Sintra do avesso disse...

Pianoman,

Muito grato pelas suas palavras. E, naturalmente, também por ter corrigido o meu lamentável erro.

Peço-lhe o favor de acreditar que eu próprio já me tinha apercebido da falta. Entretanto, por uma ou outra razão, ainda não tinha procedido à indispensável correcção.

Apareça sempre que lhe convier e aprouver. Tenho a certeza de que será sempre um prazer.

As melhores saudações do

João Cachado

Sintra do avesso disse...

Pianoman,

Gostaria de lhe axplicar a que ficou a dever-se o erro por si detectado. E faço-o porque é uma «estória» engraçada.

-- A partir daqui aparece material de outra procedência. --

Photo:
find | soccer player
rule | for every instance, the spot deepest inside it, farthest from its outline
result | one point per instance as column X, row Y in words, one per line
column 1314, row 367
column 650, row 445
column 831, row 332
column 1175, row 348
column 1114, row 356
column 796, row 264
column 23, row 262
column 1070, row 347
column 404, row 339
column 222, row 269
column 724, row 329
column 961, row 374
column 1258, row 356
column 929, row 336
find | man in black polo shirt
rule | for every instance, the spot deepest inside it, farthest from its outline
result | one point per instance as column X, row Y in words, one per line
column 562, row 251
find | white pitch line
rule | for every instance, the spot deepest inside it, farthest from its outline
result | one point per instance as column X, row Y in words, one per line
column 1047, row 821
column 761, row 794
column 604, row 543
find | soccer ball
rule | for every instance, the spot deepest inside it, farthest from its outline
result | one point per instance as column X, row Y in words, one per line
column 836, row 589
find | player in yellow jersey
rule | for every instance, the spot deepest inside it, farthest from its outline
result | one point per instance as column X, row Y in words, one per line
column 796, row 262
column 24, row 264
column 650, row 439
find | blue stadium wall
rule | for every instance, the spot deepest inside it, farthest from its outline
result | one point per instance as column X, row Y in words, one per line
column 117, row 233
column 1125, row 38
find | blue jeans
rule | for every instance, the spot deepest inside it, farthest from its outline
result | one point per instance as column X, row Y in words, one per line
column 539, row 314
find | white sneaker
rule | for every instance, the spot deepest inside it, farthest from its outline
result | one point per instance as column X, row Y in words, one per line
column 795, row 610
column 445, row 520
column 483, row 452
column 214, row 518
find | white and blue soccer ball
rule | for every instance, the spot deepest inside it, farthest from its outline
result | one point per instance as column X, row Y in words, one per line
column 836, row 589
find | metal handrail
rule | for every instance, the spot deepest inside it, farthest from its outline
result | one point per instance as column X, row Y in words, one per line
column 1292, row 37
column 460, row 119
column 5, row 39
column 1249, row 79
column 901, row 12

Embora o post tenha sido publicado na data indicada, a verdade é que o escrevi uns dias antes. Mas fiz manuscito uma vez que uma distenção no braço esquerdo me impedia de trabalhar directamente no teclado. Entreguei o papel para ser passado por uma pessoa que, por acaso, sabe o mínimo de francês e muito pouco de História da Música, ingredientes cujas doses bastaram para ter considerado que eu me enganara. Aqueles dois ll de Camille, foram fatais... Resolveu «ememdar» e passou para o feminino tudo o que, na realidade, estava bem. Só uns dias depois dei pelo erro e, tal como ontem afirmei, por uma ou outra razão, adiei a emenda que deveria ser feita. Pior foi o caso do Jornal de Sintra onde o mesmo texto foi publicado com aquela falha.

Senti-me na obrigação de, consigo, entrar neste pormenor porque, ao fim e ao cabo, teve a gentileza de apontar não uma falta de conhecimento da minha parte mas, isso sim, uma falha de controlo de qualidade do produto acabado... Não há dúvida que foi excesso de confiança.

Bem, só lhe digo que a tal minha ajudante está envergonhadíssima pelo embaraço que me causou embora, coitada, com a melhor das intenções. Na realidade, se me tivesse avisado acerca da «correcção» que havia feito, tudo se teria evitado.

Espero que, pelo menos, tenha enriquecido o seu rol de episódios insignificantes, laterais, mas interessantes e ingénuas «estórias» de música.